- Born: Frances Maine Galleway 28 December 1937
- Died: 10 January 2010 (aged 72)
- Education: University of Hull
- Occupation: Labour Party politician
- Known for: Inner London Education Authority

= Frances Morrell =

British politician

Frances Morrell (née Frances Maine Galleway; 28 December 1937 – 10 January 2010) was a British Labour politician who led the Inner London Education Authority from 1983 until 1987.

== Life and career ==
Frances Morrell was brought up in York, and educated at that city's Queen Anne Grammar School and at Hull University. Much later she undertook an MA at Goldsmiths College, London University. She worked as a schoolteacher from 1960, and married Brian Morrell in 1964. In 1970 she became a Press Officer, working for the Fabian Society and the National Union of Students. This latter role brought her into contact with Tony Benn, who was soon to be seen as the leader of the Labour left, and with whom she at that time agreed on many important issues.

In 1973, Benn invited Morrell to be his political adviser were Labour to win the next election. She was Labour candidate for Chelmsford at the February 1974 general election, and served as a Special Adviser to Benn at the Departments of Industry and Energy from 1974 to 1979. Benn was increasingly marginalised as the Parliament went on, but Morrell worked to link him with a network of activists outside Parliament. She sought nomination as Labour parliamentary candidate for several Labour-held constituencies before the 1979 general election (among them Birkenhead and Manchester Blackley), but was unsuccessful in all cases.

After Labour left office she helped to create the Rank and File Mobilising Committee, through which the left organised to bring changes in the party. In this capacity she was referred to cynically by some in the media: Private Eye commented "How typical of Tony Benn to have a hatchet-woman". The Eye also published a Clerihew: "Frances Morrell / Has done very well / To be leader of the ILEA / Without being black, working class or gay." In the run-up to the 1981 Greater London Council (GLC) elections she was chosen to fight Islington South and Finsbury, and on election formed part of the GLC's left faction in support of Ken Livingstone.

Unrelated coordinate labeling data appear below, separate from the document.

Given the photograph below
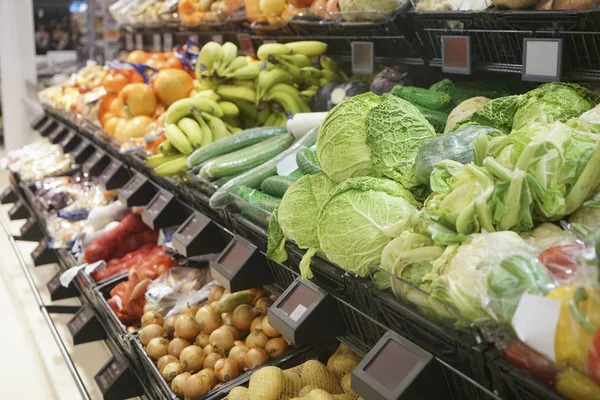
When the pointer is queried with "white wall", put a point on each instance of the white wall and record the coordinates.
(17, 70)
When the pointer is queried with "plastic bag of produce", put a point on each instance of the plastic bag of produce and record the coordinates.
(181, 285)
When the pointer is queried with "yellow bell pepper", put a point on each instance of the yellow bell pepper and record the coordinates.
(577, 386)
(579, 313)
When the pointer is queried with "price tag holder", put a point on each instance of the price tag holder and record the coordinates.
(542, 60)
(48, 127)
(18, 211)
(129, 42)
(363, 58)
(247, 47)
(395, 369)
(85, 326)
(305, 313)
(30, 231)
(39, 122)
(58, 291)
(43, 254)
(117, 381)
(163, 211)
(83, 151)
(139, 41)
(167, 41)
(114, 176)
(70, 142)
(199, 235)
(96, 163)
(58, 134)
(456, 54)
(138, 191)
(241, 266)
(8, 196)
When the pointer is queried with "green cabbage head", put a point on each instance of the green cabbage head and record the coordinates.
(360, 218)
(342, 147)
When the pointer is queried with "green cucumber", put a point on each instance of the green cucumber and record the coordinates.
(245, 159)
(276, 185)
(297, 174)
(222, 197)
(231, 143)
(308, 162)
(257, 198)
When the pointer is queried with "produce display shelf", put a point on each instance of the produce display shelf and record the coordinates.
(367, 312)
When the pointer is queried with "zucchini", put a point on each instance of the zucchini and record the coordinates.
(308, 162)
(245, 159)
(257, 198)
(222, 197)
(430, 99)
(437, 119)
(297, 174)
(231, 143)
(276, 185)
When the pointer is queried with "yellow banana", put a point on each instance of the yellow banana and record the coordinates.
(209, 94)
(307, 47)
(267, 79)
(159, 159)
(182, 108)
(272, 48)
(299, 60)
(229, 109)
(192, 130)
(173, 167)
(232, 93)
(218, 127)
(207, 137)
(178, 139)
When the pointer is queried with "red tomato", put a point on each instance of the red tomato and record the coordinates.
(560, 260)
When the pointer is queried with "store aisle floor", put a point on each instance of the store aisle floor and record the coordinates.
(33, 367)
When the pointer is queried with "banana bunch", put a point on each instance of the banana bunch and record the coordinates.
(191, 123)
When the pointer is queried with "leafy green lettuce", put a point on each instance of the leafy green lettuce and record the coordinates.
(395, 131)
(360, 218)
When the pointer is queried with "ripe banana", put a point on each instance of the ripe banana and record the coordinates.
(248, 72)
(192, 130)
(182, 108)
(178, 139)
(267, 79)
(232, 93)
(159, 159)
(307, 47)
(207, 137)
(299, 60)
(328, 63)
(272, 48)
(229, 109)
(209, 94)
(167, 148)
(218, 127)
(173, 167)
(288, 102)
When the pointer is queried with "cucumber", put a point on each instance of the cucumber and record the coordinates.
(231, 143)
(257, 198)
(222, 197)
(297, 174)
(247, 158)
(276, 185)
(308, 162)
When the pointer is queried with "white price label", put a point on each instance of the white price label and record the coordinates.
(156, 42)
(139, 41)
(167, 41)
(363, 56)
(129, 42)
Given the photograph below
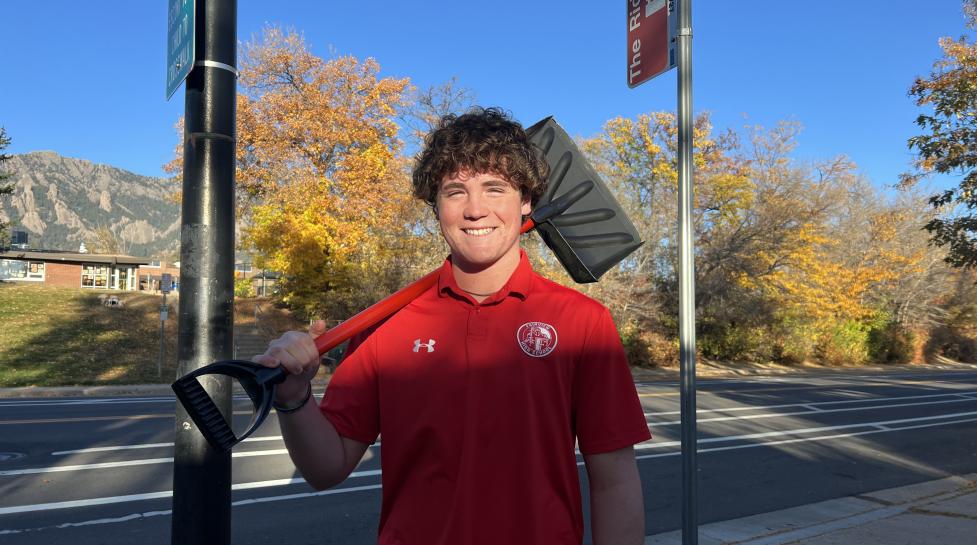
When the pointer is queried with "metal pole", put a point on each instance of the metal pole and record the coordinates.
(686, 313)
(162, 336)
(202, 475)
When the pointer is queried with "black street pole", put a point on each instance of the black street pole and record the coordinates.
(202, 475)
(690, 476)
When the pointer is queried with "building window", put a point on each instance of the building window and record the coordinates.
(15, 269)
(94, 276)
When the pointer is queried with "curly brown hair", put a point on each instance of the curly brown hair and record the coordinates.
(483, 140)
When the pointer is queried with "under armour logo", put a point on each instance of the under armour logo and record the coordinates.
(429, 345)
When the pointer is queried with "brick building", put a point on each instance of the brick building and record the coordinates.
(71, 269)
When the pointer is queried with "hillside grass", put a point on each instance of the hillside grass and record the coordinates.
(53, 336)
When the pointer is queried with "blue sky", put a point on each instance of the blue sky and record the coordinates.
(86, 79)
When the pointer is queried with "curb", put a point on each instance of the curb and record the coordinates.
(797, 524)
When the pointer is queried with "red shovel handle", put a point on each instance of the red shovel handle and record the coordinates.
(380, 310)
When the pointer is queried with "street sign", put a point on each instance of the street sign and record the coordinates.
(652, 26)
(179, 43)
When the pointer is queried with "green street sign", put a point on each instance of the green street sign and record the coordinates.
(179, 43)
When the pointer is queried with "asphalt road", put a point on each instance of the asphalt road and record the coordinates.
(97, 470)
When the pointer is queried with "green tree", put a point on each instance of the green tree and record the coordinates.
(5, 188)
(949, 141)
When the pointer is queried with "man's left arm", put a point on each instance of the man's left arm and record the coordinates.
(617, 513)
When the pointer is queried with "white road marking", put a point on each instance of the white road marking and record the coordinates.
(126, 463)
(761, 435)
(164, 445)
(880, 428)
(819, 403)
(804, 439)
(816, 411)
(167, 494)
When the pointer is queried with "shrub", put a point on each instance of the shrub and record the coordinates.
(844, 343)
(243, 287)
(647, 348)
(891, 342)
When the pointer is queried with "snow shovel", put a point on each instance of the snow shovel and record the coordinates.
(577, 218)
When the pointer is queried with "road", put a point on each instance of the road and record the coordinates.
(84, 471)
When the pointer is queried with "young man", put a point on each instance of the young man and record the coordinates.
(482, 386)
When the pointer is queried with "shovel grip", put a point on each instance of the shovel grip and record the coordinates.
(385, 307)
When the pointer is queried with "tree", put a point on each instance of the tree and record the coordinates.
(5, 188)
(949, 143)
(322, 181)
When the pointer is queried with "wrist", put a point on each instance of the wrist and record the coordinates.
(292, 407)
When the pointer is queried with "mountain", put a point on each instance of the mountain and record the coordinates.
(61, 202)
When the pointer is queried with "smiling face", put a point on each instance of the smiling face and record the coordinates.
(480, 217)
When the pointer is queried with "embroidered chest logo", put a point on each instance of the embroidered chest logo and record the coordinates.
(536, 338)
(429, 345)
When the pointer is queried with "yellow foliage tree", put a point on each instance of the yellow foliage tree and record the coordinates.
(323, 185)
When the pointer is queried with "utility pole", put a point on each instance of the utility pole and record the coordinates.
(202, 475)
(686, 313)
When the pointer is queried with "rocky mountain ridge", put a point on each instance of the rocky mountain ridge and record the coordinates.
(62, 202)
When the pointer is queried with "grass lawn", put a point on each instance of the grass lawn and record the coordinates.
(53, 336)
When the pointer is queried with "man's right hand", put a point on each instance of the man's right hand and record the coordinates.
(296, 352)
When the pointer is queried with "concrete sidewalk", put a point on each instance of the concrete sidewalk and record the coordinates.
(942, 512)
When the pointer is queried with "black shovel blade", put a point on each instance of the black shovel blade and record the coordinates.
(257, 381)
(593, 234)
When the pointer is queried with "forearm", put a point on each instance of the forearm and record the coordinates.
(617, 515)
(315, 447)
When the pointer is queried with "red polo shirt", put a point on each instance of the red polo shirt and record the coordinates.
(480, 406)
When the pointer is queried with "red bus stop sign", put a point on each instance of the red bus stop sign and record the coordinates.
(651, 39)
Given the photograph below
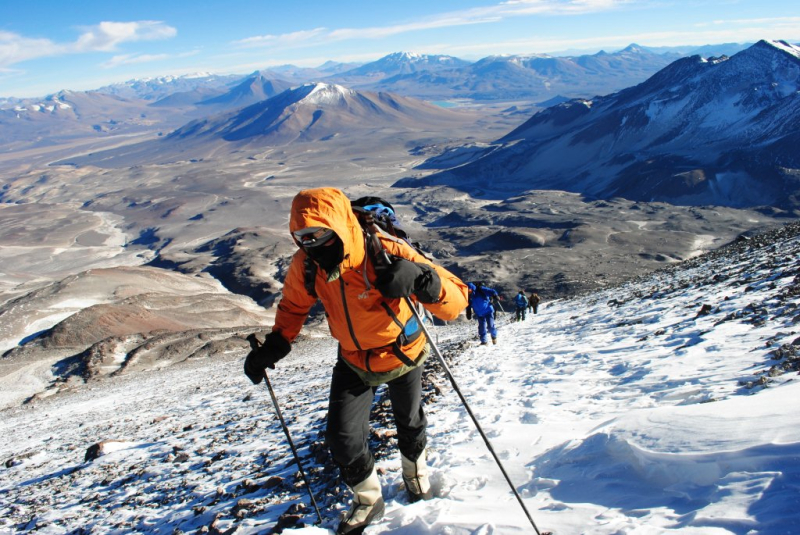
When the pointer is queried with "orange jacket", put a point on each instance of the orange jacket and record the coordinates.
(354, 307)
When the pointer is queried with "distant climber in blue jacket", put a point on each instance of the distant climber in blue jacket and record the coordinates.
(522, 305)
(480, 305)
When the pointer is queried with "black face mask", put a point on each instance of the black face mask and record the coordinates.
(327, 256)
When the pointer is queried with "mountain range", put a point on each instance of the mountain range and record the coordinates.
(700, 131)
(310, 112)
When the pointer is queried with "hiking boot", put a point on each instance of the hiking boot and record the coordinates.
(415, 477)
(367, 506)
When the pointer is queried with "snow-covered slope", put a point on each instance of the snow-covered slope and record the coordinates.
(720, 131)
(665, 405)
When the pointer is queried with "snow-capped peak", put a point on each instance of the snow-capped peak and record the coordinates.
(322, 93)
(785, 47)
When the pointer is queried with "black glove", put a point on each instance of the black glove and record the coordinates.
(403, 277)
(274, 348)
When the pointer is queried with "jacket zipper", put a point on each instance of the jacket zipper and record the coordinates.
(347, 315)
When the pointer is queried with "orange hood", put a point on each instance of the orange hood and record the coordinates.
(330, 208)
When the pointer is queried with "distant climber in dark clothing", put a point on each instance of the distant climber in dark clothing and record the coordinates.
(533, 302)
(522, 305)
(480, 305)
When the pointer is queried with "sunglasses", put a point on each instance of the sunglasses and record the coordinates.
(313, 236)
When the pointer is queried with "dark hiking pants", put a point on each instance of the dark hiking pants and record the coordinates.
(348, 419)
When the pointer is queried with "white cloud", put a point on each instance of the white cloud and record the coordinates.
(104, 37)
(15, 48)
(134, 59)
(480, 15)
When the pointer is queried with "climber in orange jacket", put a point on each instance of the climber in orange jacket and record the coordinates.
(379, 338)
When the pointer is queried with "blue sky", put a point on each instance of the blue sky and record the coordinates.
(48, 45)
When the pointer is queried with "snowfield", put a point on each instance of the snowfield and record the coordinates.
(666, 405)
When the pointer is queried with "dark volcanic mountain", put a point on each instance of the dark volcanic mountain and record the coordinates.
(723, 131)
(537, 77)
(315, 112)
(254, 88)
(311, 112)
(402, 63)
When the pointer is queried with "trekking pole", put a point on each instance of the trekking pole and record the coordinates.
(384, 260)
(469, 411)
(254, 344)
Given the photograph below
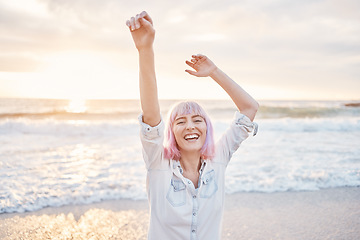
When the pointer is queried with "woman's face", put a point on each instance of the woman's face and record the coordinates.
(190, 132)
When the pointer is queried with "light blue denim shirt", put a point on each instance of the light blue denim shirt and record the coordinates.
(178, 209)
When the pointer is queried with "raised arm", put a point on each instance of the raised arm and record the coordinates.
(205, 67)
(143, 34)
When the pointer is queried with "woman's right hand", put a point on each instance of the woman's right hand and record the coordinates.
(142, 31)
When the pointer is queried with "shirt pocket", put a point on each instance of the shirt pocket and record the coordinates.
(177, 193)
(209, 185)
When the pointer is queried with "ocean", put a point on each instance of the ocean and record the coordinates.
(60, 152)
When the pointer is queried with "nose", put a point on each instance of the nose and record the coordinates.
(190, 126)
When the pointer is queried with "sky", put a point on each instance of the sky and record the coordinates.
(274, 49)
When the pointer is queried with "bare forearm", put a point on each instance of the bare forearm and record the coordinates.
(148, 87)
(243, 101)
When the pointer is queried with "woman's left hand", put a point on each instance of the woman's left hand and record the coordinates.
(203, 65)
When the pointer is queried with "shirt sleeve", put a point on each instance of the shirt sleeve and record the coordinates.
(238, 131)
(152, 143)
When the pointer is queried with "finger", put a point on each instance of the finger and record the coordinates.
(137, 23)
(197, 56)
(128, 23)
(145, 15)
(190, 64)
(132, 23)
(201, 60)
(192, 72)
(144, 22)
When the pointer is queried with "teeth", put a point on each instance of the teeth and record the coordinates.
(191, 136)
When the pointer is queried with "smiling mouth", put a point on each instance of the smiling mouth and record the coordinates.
(193, 136)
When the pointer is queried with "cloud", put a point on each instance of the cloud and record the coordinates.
(280, 43)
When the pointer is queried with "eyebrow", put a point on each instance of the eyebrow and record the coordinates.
(195, 116)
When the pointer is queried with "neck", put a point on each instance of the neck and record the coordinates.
(190, 162)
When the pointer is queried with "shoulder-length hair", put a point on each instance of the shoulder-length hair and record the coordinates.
(171, 150)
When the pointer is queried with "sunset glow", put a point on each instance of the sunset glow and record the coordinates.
(275, 50)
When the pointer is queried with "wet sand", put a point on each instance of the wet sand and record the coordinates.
(324, 214)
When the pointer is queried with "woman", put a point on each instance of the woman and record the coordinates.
(185, 178)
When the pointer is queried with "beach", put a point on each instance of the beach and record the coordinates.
(324, 214)
(72, 169)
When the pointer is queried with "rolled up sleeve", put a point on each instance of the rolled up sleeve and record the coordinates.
(152, 142)
(238, 131)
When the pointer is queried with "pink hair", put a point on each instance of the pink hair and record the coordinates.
(171, 150)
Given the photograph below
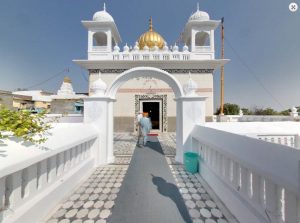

However, Morrell's background as a teacher led her to spend most time on the Inner London Education Authority (ILEA), membership of which came with membership of the GLC representing an inner borough. She was chosen as Deputy Leader of the new left leadership of the ILEA under Bryn Davies. She became unsatisfied with his leadership, which she considered weak, and built support for a change through the GLC Women's Group; in April 1983 she challenged him and was elected as the new leader.

Under Morrell, the ILEA became concerned with promoting gender equality. The authority was severely criticised for what the right wing regarded as propaganda in the schools the ILEA administered. Many of the policies of the Davies leadership were continued, which included the high spending: the ILEA deliberately set an illegally high budget for 1985. The government under Prime Minister Margaret Thatcher, which was proposing to abolish the GLC, would have wanted to abolish the ILEA as well, but found it was impractical to do so. However, new legislation allowed the Government to limit the ILEA's budget, and it did so. The ILEA was helped by a bail-out from the GLC for one year.

The abolition of the GLC in 1986 also meant something had to be done to provide for future elections to the ILEA. It was first suggested that the ILEA could be made up of delegates from the 12 inner London Boroughs, but the Conservative group on the ILEA was strongly against this idea; eventually it was decided that there would be direct elections. Morrell led Labour into the campaign, and with London public opinion hostile to the abolition of the GLC, Labour won an easy victory. Morrell herself was re-elected quite narrowly, for the SDP made a strong challenge.

Morrell lost her leadership in 1987 by 23 votes to 22, continuing a tradition of internal deselection established by both her predecessors. She had insisted that teachers who were surplus to requirements at one ILEA school should transfer to another where there was a shortage, and threatened to dismiss those who refused. She became secretary of the Speaker of the House of Commons' Commission on Citizenship the next year and a senior research fellow at Queen Mary and Westfield College briefly in 1991–92, before becoming executive director of the Institute for Citizenship Studies.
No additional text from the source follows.